William Barrow [00:33:59] I see he got punched by somebody once.

Herman Pirchner Jr. [00:34:02] Yes, he did. And never he was coming back from a fight and an organized prize fight. And he was set upon by some thugs and was really severely beaten up. And it was never solved. Never knew who did it.

William Barrow [00:34:17] Yeah. Reading the article there, he said something about he was just behind them and the crowd was pushing and they thought he was pushing.

Herman Pirchner Jr. [00:34:28] Well, hard to tell.

William Barrow [00:34:30] I see there was a little controversy at times about the show being too risqué.

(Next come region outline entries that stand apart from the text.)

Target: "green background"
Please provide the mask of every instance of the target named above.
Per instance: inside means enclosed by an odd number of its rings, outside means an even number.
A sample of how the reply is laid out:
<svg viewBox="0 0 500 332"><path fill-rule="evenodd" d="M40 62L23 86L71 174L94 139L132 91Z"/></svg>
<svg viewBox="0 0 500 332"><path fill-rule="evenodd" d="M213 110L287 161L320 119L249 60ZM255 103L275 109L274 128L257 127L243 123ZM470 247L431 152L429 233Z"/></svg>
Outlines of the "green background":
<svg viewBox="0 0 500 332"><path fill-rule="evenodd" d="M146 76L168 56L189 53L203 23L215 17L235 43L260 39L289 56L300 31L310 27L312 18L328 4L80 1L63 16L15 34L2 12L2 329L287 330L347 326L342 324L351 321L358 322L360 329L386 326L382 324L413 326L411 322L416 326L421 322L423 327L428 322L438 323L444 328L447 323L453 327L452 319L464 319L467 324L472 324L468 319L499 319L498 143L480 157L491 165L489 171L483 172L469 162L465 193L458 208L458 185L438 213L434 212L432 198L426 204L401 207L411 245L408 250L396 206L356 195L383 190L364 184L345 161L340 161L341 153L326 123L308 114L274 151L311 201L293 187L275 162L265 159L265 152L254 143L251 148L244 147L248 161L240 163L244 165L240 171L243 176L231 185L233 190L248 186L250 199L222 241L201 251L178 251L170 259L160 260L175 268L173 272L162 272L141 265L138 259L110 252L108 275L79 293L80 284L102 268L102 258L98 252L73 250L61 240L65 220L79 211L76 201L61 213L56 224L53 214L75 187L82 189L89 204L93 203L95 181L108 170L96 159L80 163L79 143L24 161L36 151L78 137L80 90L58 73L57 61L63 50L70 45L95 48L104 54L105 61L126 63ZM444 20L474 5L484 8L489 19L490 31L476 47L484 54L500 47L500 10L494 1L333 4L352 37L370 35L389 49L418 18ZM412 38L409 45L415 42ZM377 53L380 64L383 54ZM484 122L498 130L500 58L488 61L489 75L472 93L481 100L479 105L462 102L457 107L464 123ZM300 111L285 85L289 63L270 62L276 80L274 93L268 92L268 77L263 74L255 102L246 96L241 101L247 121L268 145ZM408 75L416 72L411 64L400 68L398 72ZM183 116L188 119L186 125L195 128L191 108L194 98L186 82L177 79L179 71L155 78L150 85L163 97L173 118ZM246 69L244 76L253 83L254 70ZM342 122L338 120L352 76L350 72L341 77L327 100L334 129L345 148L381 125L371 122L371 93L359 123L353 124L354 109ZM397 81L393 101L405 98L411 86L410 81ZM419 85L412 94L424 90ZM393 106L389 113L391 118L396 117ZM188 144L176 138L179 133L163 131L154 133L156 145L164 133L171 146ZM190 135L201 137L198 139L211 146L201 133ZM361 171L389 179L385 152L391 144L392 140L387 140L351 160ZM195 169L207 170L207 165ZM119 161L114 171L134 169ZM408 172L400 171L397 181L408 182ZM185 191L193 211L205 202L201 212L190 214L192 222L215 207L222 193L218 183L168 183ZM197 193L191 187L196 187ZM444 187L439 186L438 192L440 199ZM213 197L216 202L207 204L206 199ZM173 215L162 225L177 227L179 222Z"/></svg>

Herman Pirchner Jr. [00:34:38] Well, you know, by today’s standard, it wouldn’t even get a yawn. But, you know, some shows pushed the envelope and. And there were controversies over that. But 30 years entertaining. I think they had these problems two or three times, but it’s. [Crosstalk; inaudible question from interview facilitator]. Well, I think this is before my time. With Faith Bacon. Though I’ve heard the stories. These women would come out. There was a fan dancer, Sally Rand and you know, naked or not, you couldn’t ever see too much because of the lighting and the way she moved the fans. And this one is somebody, Faith Bacon. And I’ll read the press account of it here. That was just given to me. This was at the showboat during the Cleveland Exposition. “Faith Bacon was dickering late today to lead a nudist review on the Showboat. She was exuberant, as demonstrated to reporters how she does her new spotlight strut, a dance in which she forgets to dress, but dances in the moonlight while the spotlight plays over various parts of her body.” And the controversy is, was she really naked or was she wearing a skin outfit and really not naked? And that was because of the lighting, you couldn’t tell.